La sanction, officialisée dans le document 99 publié à 17h46 heure locale ce 3 mai, est tombée après la course. Un délai inhabituel qui s'explique par un manque de preuves vidéo suffisantes au moment des faits.
Quand les caméras ne suffisent pas
Les commissaires sportifs ont été clairs dans leur communication : « Lors de l'incident, les preuves vidéo disponibles étaient insuffisantes pour rendre une décision claire sur la réalité d'une infraction. Nous avons donc choisi d'enquêter après la course, afin d'obtenir de meilleurs angles de caméra dans l'intervalle. »
Ce n'est qu'après l'arrivée, grâce à de nouvelles images analysées sous différents angles, que les commissaires ont pu confirmer que l'extérieur de la roue avant-gauche de la Red Bull n°3 avait bien franchi la ligne blanche extérieure continue de sortie des stands. Une violation de l'Appendice L, Chapitre IV, Article 6 c) du Code Sportif International.
Verstappen avait pourtant expliqué sa situation : il rejoignait la piste en sortie des stands sous régime de drapeau jaune intégral. Mais l'argument n'a pas suffi à convaincre les commissaires d'écarter la sanction.
Cette façon de procéder — repousser une décision après la course faute d'images en temps réel — soulève des questions légitimes sur la capacité de la FIA à arbitrer en direct des situations complexes. Dans un championnat où chaque milliseconde compte, attendre la fin de l'épreuve pour statuer sur une infraction survenue au tour 6 interroge sur la fiabilité du dispositif de surveillance actuel.
L'ironie du « chanceux » : Leclerc à la rescousse de Verstappen
Bien que la pénalité soit confirmée, Verstappen peut effectivement se considérer comme un homme chanceux. Il avait franchi la ligne d'arrivée en cinquième position, 0"296 devant Charles Leclerc. Avec cinq secondes ajoutées à son temps, le Monégasque de Ferrari aurait logiquement dû hériter de sa place.

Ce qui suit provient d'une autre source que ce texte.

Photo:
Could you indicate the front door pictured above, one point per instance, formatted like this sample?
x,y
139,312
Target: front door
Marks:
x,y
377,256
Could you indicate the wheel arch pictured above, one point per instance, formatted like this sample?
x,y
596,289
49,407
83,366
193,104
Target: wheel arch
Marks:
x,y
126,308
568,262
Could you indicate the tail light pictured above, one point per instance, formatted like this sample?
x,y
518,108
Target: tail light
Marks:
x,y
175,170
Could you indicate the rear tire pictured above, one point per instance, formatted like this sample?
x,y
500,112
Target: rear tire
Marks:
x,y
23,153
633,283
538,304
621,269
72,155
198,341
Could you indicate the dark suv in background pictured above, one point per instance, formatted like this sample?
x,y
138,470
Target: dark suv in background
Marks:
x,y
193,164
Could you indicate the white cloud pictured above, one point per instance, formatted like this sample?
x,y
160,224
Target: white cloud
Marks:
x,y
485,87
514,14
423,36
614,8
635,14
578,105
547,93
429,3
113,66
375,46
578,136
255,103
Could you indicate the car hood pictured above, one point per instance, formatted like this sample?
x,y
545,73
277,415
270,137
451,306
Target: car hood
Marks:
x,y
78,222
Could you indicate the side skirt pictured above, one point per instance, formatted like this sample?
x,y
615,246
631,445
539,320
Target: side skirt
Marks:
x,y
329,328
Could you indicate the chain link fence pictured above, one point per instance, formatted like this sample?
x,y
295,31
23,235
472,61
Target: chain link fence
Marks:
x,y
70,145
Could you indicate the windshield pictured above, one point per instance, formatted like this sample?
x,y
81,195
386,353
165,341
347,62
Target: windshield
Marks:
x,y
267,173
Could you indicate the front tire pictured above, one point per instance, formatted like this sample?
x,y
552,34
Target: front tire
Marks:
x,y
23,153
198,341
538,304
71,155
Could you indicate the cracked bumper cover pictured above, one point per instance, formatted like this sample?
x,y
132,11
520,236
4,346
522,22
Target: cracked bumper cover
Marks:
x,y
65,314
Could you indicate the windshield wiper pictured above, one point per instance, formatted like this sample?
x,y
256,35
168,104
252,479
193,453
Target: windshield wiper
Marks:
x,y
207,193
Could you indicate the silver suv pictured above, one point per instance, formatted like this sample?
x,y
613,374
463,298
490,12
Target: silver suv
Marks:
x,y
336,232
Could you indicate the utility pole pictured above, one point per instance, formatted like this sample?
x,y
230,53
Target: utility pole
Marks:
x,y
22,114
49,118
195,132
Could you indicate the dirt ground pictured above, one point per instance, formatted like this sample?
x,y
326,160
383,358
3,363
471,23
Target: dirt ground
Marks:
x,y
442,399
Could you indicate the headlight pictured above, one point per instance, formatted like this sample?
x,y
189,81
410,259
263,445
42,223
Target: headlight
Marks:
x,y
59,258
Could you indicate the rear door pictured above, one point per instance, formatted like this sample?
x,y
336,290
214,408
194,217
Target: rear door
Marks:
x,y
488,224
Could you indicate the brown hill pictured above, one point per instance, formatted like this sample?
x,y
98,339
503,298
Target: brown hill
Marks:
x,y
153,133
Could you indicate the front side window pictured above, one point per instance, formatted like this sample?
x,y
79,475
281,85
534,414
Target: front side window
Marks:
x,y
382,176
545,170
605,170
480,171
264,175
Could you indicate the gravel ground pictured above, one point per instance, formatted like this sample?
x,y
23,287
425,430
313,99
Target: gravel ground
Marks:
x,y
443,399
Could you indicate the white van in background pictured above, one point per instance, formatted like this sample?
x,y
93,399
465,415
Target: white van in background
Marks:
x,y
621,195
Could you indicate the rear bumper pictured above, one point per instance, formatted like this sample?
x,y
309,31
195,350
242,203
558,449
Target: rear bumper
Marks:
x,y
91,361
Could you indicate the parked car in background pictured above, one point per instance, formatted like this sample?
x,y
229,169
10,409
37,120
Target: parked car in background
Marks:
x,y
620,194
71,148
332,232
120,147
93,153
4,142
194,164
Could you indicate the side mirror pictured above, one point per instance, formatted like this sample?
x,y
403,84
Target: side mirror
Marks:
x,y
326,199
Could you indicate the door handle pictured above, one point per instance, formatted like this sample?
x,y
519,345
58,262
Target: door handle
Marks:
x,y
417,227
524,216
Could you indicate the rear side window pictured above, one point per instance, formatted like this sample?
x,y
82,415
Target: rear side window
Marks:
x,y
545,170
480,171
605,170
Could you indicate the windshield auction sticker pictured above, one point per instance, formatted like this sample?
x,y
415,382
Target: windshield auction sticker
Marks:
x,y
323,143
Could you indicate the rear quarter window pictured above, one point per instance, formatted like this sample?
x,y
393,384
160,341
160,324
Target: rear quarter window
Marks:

Mais Leclerc était lui-même dans la tourmente. Lors d'un dernier tour chaotique marqué par un tête-à-queue au virage 3 et des dommages à sa monoplace, le pilote Ferrari avait été contraint de couper plusieurs chicanes, obtenant ainsi un avantage sportif involontaire. Résultat : une pénalité de 20 secondes infligée après la course, le rétrogradant de la sixième à la huitième place finale.